What happens to a no-frills airline when it’s forced to add frills? We are about to find out, after Ryanair today announced its second profit warning in as many months.
Since the low-cost airline’s first warning, in September, it has been on something of a charm offensive, softening or reversing many of the sharper practices that earned it a reputation for deficient—if not openly hostile—customer service. Baggage, check-in and ticket-change fees were reduced, weight and size restrictions relaxed, and the airline’s website streamlined to make it more user-friendly. Today, Ryanair announced it was adding yet another perk to its service: fee-free assigned seating for all passengers, ending the mad scramble that marks the boarding process on many of its flights.

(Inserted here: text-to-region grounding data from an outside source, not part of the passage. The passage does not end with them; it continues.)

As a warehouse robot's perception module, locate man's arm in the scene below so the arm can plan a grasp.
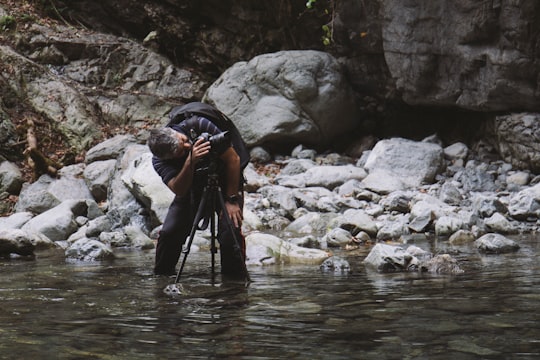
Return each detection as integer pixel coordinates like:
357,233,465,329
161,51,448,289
220,146,243,228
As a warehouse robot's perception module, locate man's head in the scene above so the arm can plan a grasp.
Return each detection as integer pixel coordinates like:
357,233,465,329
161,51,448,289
148,127,191,159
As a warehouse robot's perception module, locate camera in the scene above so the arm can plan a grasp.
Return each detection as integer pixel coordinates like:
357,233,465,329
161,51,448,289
193,131,231,154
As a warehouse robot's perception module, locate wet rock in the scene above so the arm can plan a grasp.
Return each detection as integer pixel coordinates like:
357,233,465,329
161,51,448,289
65,238,115,261
474,233,520,254
320,256,351,273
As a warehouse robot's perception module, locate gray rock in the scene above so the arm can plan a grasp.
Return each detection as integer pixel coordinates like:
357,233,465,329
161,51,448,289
204,50,357,146
0,159,23,195
65,238,115,262
474,233,520,253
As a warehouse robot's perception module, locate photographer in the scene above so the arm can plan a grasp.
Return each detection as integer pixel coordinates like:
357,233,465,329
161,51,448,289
148,109,245,276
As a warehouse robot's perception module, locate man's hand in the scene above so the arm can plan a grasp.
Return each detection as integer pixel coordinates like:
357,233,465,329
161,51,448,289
225,202,244,228
191,139,210,165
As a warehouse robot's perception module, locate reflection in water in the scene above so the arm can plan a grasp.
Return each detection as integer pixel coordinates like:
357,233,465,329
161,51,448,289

The airline today reported a 1% rise in profits for the six months to September (pdf), but warned that earnings in its full fiscal year would fall to around €510 million ($689 million), from €569 million in the previous fiscal year. It previously warned that profits would be flat, so the latest guidance represents a sharp downward revision. The carrier’s share price plunged by more than 11% on the news.
In September, Ryanair launched a price war in response to the weaker conditions it expected. Continued “fare and yield softness”, in the company’s words, are behind its latest stumble. Chief executive Michael O’Leary cited “an amalgam of excuses” for the profit warning on a conference call with analysts, from unusually warm weather to exchange rates and general economic weakness.
It is not lost on analysts that low-cost rival easyJet is flying high, thanks to the perks it offers business travellers and, in part, its friendlier image among flyers. Ryanair is thus introducing many of the frills that it once rejected in its single-minded focus on low costs. But turning around a company’s reputation takes time, particularly one as deeply ingrained as Ryanair’s.
Ryanair remains Europe’s largest airline by passengers, which proves that people are willing to put up with a certain amount of indignity to save money. The airline says that fares will fall by 9%-10% over the next six months, further enticing travelers. But it is telling that the perks Ryanair once considered frivolous are now part of its service, a signal that low fares alone will not fuel its future growth. O’Leary admitted as much on the conference call: “If we’re going to win the next 20 million or 30 million customers away from the easyJets, the BAs, the Lufthansas, we need to eliminate some of this negative chat.”